Trying Fedora. Never rebooted so often in my life
Trying Fedora. Never rebooted so often in my life
Even back in the Windows 3.1 or 95 days I didn't have to reboot this often - sometimes twice a day. Seems a bit excessive?
Trying Fedora. Never rebooted so often in my life
Even back in the Windows 3.1 or 95 days I didn't have to reboot this often - sometimes twice a day. Seems a bit excessive?
you should only need to reboot when updating the kernel. Why are you rebooting? Is it because the system is unresponsive?
I'm using the KDE version and updates come in automatically through Discover. They almost always announce in the system tray that a reboot is required.
You also don't have to reboot when Discover says to. It's just saying that the updates won't take effect until you reboot. It could probably be worded better, for sure.
sigh... i hate to say it but do your updates via command line because it will actually tell you if you need a reboot. As said above, it should only be for Kernel updates, and even then it will tell you that it will switch kernels next reboot and keep running on the current one.
Most desktop applications for doing updates ask you to reboot not because its needed, but because they are being "safe" or not running with the same user rights as you are in the terminal.
Do you have offline updates enabled in the Discover settings by any chance?
If you're using KDE, you can go to System Settings > Software Updates and
Opening Discover will check for updates and, if updates are found, show the tray notification regardless of your notification frequency and when you last updated.
Fedora does roll out updates pretty much daily, which can be annoying, but you can choose what and when to update.
Dude just change discover's update mechanism in the settings. Discover usually reboots to install updates so that nothing goes wrong. You can change it though, so that updates are applied instantly. That way you'll only need to reboot for kernel updates.
So after reading the comments it's not that you need to reboot. It's your need to process notifications.
Can you provide more details on why you were forced to reboot so regularly?
Fedora is nicest when you use a lot of flatpaks imo. They just update constantly in the background without reboot.
Only system updates need reboot.
Even better: Silverblue! (I use uBlue)
Everything gets updated in the background without even needing intervention, not even a "you need to click here to download and reboot to apply changes"-notification.
I shut down my PC every few days when I leave the house for longer and boot into the next base-image without even noticing.
And if I do because something doesn't work, I just select the image from yesterday.
Oh yeah, and 99% of my apps are Flatpaks anyway, which auto-update too by default.
I just don't notice my OS in any way, I just work with it. Lovely!
I agree, I actually use Silverblue as well. The only thing I added was a script to auto update distrobox too.

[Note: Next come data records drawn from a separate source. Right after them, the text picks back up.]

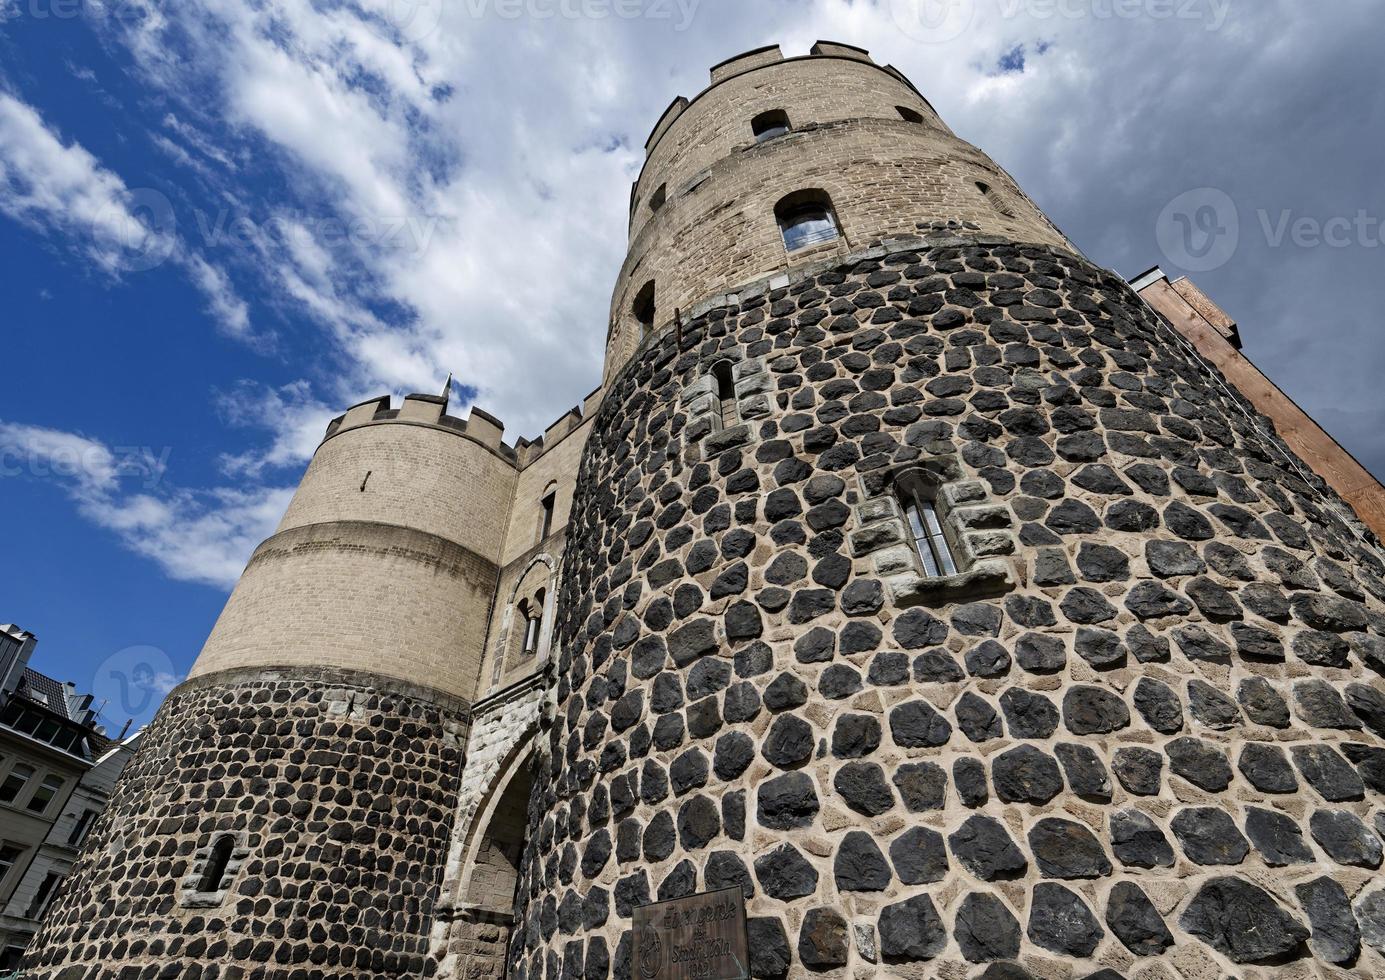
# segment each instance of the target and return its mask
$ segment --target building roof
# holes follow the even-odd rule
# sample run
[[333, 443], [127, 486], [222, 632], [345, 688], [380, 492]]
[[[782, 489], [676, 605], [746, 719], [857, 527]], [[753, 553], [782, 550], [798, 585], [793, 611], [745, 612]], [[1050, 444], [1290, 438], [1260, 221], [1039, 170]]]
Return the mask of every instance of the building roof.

Yeah, seems definetly excessive. I don't know fedora good enough to tell you what you're doing wrong though, sorry
I'm not doing anything wrong, it's just made that way. Browser update? Reboot. Update to an app that I haven't even opened in weeks? Reboot.
It isn't, though. Made that way, I mean. I update maybe weekly and restart my system when I do. That's it. I seldom get notification that I need to update unless I open the Gnome Software app, and unless it's a security update, it's not imperative to do it just because it's there. And even then, it doesn't always require a restart.
I've been using Fedora off and on (mostly on) for the better part of a decade, and I've never run into what you're describing. So no. It isn't "made that way." I imagine if it were, it would be a hell of a lot less popular.
I am using Nobara, which is a Fedora based gaming distro. I definitely do not have to reboot for updates to software outside of system updates to the OS specifically. Updating Discord, Firefox, Steam, Heroic Launcher, Signal, etc does not require a reboot. Something sounds amiss. I am running straight Fedora on my Surface Pro and same story there, basically restart for system upgrades only.
Using MX Linux, I reboot only after kernel upgrade
Like the other comment mentioned, you don't need to reboot, unless you've updated the kernel.
If you somehow downloaded by mistake an immutable system, like Fedora Silverblue or Fedora Kinoite, know it's not the classic way to manage Linux systems.
But even with an immutable distro you don't have to reboot. The updated image just gets downloaded in the background and booted into when you restart. There is no harm in still being booted from the old image id you don't specifically need anything only included in the new one. Nothing forces you to reboot.
Silverblue is my daily driver. Everything is in flatpaks, which update automatically, or in distrobox which I have a bash script that updates automatically.